[llvm] Add thread-local overrides for `llvm::errs()` and `llvm::outs()`. (PR #90374)

Wed May 8 13:04:00 PDT 2024

dwblaikie wrote:

> > I think it would also be important for `llvm::CrashRecoveryContext` to persist the stream overrides into the inner thread.
> 
> Good idea, done and tested that this works.
> 
> > I worry that a tool like this would disincentivize fixing/improving existing libraries that could/should take a stream as a parameter... - so I'm weakly not in favor of this, in that I'd rather see the library improvements... but no doubt there are some hard cases.
> > Are the cases you have in mind in-tree/could you give a rough overview of the challenges/why this is the better path?
> 
> Yeah, TBH, this isn't my favorite approach either. But I don't really know how to achieve the other approaches in a reasonable timeframe.
> 
> The code I specifically am hitting this in is Clang's Driver and Frontend library which have a bit over 60 uses of `llvm::errs()` at a quick count. If it were just updating all of those cases, maaaaaybe I could manage to do it, but the real issue is that all of these are behind layers and layers of APIs across the driver and frontend library that would need to be updated to thread a stream parameter through. In some places, there is a diagnostic engine available, but the uses of `llvm::errs()` don't seem to really map well into that abstraction, and doing so would likely break users expecting the output in its exact form.

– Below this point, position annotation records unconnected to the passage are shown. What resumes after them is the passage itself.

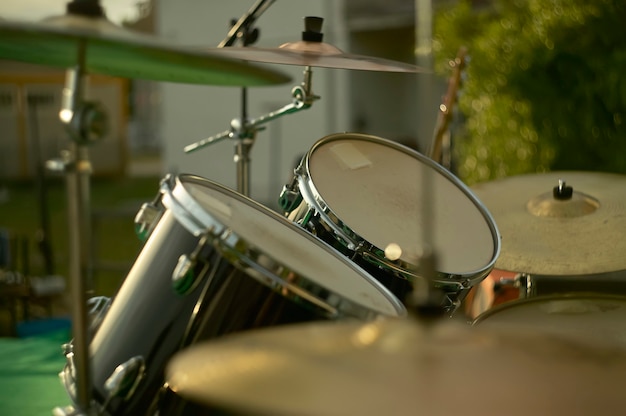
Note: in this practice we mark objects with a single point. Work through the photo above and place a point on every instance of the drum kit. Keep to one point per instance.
(341, 303)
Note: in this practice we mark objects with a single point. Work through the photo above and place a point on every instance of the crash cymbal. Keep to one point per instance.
(578, 230)
(113, 50)
(399, 367)
(316, 54)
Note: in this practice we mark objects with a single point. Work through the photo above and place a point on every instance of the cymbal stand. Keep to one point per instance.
(244, 130)
(85, 123)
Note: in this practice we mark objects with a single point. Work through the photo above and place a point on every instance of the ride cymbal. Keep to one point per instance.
(114, 50)
(316, 54)
(572, 230)
(400, 367)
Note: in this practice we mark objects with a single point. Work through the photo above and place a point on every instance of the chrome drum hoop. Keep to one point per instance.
(315, 211)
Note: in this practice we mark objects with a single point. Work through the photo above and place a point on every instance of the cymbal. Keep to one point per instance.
(559, 235)
(316, 54)
(399, 367)
(114, 50)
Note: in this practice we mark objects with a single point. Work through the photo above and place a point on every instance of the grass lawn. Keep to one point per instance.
(114, 203)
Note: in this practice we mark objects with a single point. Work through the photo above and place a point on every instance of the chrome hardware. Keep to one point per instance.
(147, 217)
(192, 267)
(98, 307)
(290, 197)
(125, 378)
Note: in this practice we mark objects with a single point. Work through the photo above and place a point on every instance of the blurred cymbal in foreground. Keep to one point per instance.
(116, 51)
(399, 367)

Yeah, some of these should probably be updated to diagnostics, but even those that aren't - it seems like there's perhaps relatively few data structures that'd need to be taught about it. Easier in the Driver, perhaps, where adding an `Errs` member to the Driver covers most of it/is accessible from most of the places that are trying to print. (a few in the OffloadBundler have a Verbose and a `PrintExternalCommands` bool flags, that could instead be pointers to a stream - non-null means use the stream, null means don't print anything, which is fairly straightforward/doesn't involve a lot of extra plumbing).

One that's more subtle is probably clang parts using LLVM's timer library - that no doubt prints to errs as well without a parameter... oh, it's trickier. It creates new/distinct streams that would print to stderr and stdout, even with this proposed override in place https://github.com/llvm/llvm-project/blob/e3938f4d71493673033f6190454e7e19d5411ea7/llvm/lib/Support/Timer.cpp#L96-101

> But this is a pretty pervasive challenge when using both Clang and LLVM as libraries. For example, Clang has 500 some uses of `llvm::errs()` through out its `lib` directory, some in almost every library. A quick skim didn't seem to show many that were really utility code or outside of what a library user might encounter. 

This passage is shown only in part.